Oí pasos, ¡el difícil caminar de alguien que franqueara un camino difícil. La vi acercarse. Los contornos de su cuerpo se perfilaban en la ligera oscuridad de la noche estrellada.

—¿Qué haces aquí? —preguntó ella con voz ruda.

—¿Dónde estabas, Ángela?

De un salto estuve de pie frente a ella, tan cerca que el olor de nuestros cuerpos se mezcló. A través de la oscuridad, sentía sus ojos clavados en mí, mirándome intensamente.

—¿Por qué saliste con tu barca? ¿Qué buscabas en el mar? —Su voz aún se hacía más ruda.

—¡Te buscaba a ti, Ángela! Entonces, ¿me viste? ¿Viste mi barca?

—Te vi. Y cuanto más me llamabas, más me sumergía para que no me vieras. Hasta pasaste muy cerca de mí. Entonces me sumergí más y pasé bajo tu carena. Cuando volví a la superficie, ya estabas lejos. El meltem te empujaba.

Cogí su mano y temblaba. Me dijo que había llegado al lugar bajo el cual yace el árbol petrificado. Hasta de noche encuentra aquel lugar. Calculando las distancias según sus propias señales. Después se sumergió en las aguas oscuras, se frotó en el árbol caído, en una caricia de todo su cuerpo. Bajo su tronco, encontró la gran caracola con las estrella que caen del cielo y se convierten en piedrecitas blancas. Tiene que vigilarla para saber cuándo estará llena.

—¿Y qué harás entonces?

—Las sembraré por todo el mar. Estará lleno de estrellas de mar. ¿Las has visto? Cuando cogemos una en las redes, volvemos a tirarla al agua. Viene de Dios. Está escrito que un día todas las estrellas volverán al mar. Han nacido de él. Los hombres y los árboles también. ¿Has visto el árbol petrificado? Pues bien, un día el mar se llenará de bosques petrificados. Todo, todo lo que existe en el mundo volverá al mar.

Yo la escuchaba y la leyenda arraigaba en mí, profundamente, sin que se me ocurriera ni por un momento que pudiera estar bromeando o burlándose de mí... Lo que me contaba era tan maravilloso que no necesitaba ser lógico. Y además, después de todo, ¿quién cree seriamente que somos realmente lo que parecemos ser? Ya que si hubiera que creer en nuestra lógica, lo infinitamente pequeño y lo infinitamente grande tampoco deberían existir. ¿Quién puede aseguramos que formamos parte de este mundo, que no somos el producto de la imaginación de algún artesano loco y poderoso que elabora con sus quimeras una obra aún invisible?

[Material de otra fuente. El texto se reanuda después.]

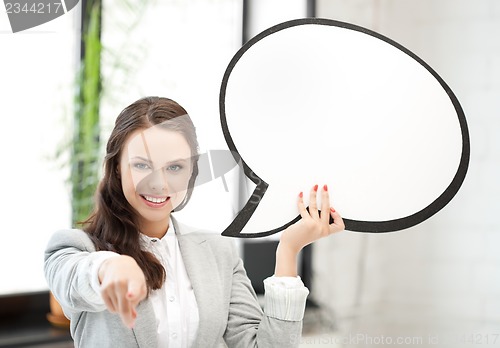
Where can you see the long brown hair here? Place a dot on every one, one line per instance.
(113, 224)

—Dices cosas extrañas —repuso ella escuchando aquellas palabras, dictadas precisamente por su comportamiento—. Ahora tengo que marcharme. Si alguna vez me vuelves a perder, no vayas a buscarme a alta mar. Te molestas para nada. En el mar nadie puede encontrarme. Conozco todos los senderos, todos los escondites.

Yo intenté retenerla. Le dije:

—Pero tú me has abandonado precisamente hoy... Hoy que nos hemos unido...

—Yo quería que todo el mar conociera mi felicidad, que el rumor de las caracolas lo repitiera, que lo oyeran los peces, que se extendiera por las llanuras y por las gargantas del mar, sí, que todos supieran que el delfín me ha estrechado entre sus brazos y que yo le he dejado disfrutar de mí...

Me dejó y desapareció como un elfo. Hasta el punto que yo me pregunté si habría estado realmente allí antes, a mi lado, si había sido una criatura de carne y hueso quien me había hablado. Quise lanzarme en su persecución. Después me dije que era mejor regresar a mi choza.